This type of summary mimics the structure of the text being summarized. It includes the main points and argument in the same order they appear in the original text. This is an especially effective technique to use when the accompanying response will be analytic, such as an evaluation of the logic or evidence used in a text.
In his essay Dropping the Sat? which is posted on the Affirmative Action and Diversity Project's Website, George Will argues for the continued use of the SAT in determining college admissions. He mentions Richard Atkinson, president of the University of California, as a specific example of those who want to stop using SAT scores in their admissions process. Part of Atkinson's reasoning is that without the SAT, his school would be better able to create a more racially and ethnically diverse campus. However, George Will argues, "something must perform the predictive function assigned to the SAT" (1).
George Will goes on to discuss that the SAT was created in order to make an education at a prestigious school available not just to those who could afford it, but also to those with sufficient intellectual merit.
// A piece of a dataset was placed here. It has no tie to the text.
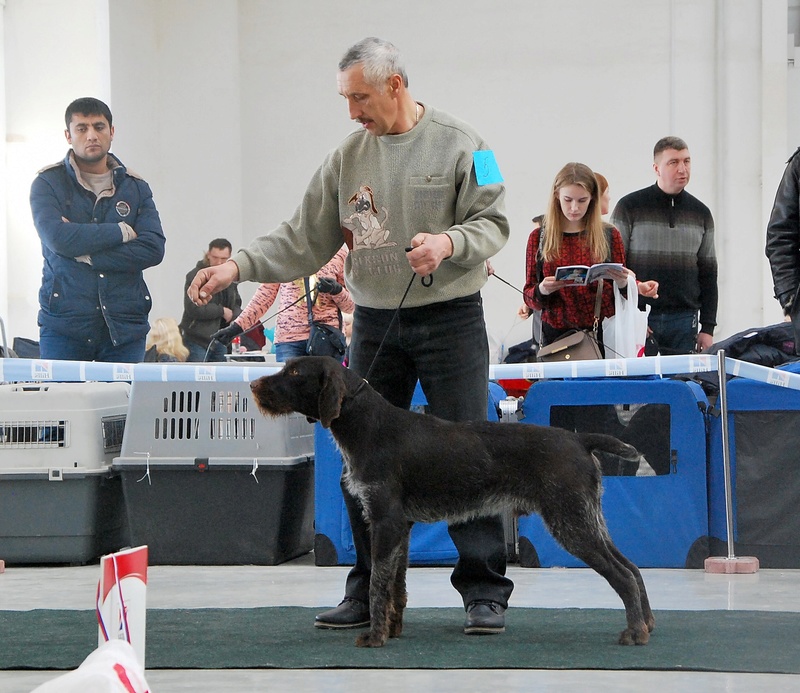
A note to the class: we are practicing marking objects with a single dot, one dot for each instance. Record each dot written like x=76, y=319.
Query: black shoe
x=484, y=618
x=351, y=613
However, he states, "[b]y purporting to measure intellectual merit, the SAT served equality of opportunity-but the result was opportunity from which not all racial and ethnic groups benefited equally" (1).
Mr. Will says that while some of the original goals of the SAT have been accomplished, it is not yet time to abandon its use. He challenges the validity of some of the most common arguments against the SAT. He suggests that there is currently no better alternative to the SAT, that we can not judge students equally according to grades alone, especially when there is no national standard or curriculum. Mr. Will concludes that the SAT is still necessary because we need "some generally accepted means of making millions of annual assessments...roughly predictive of ability to perform well in particular colleges" (2)."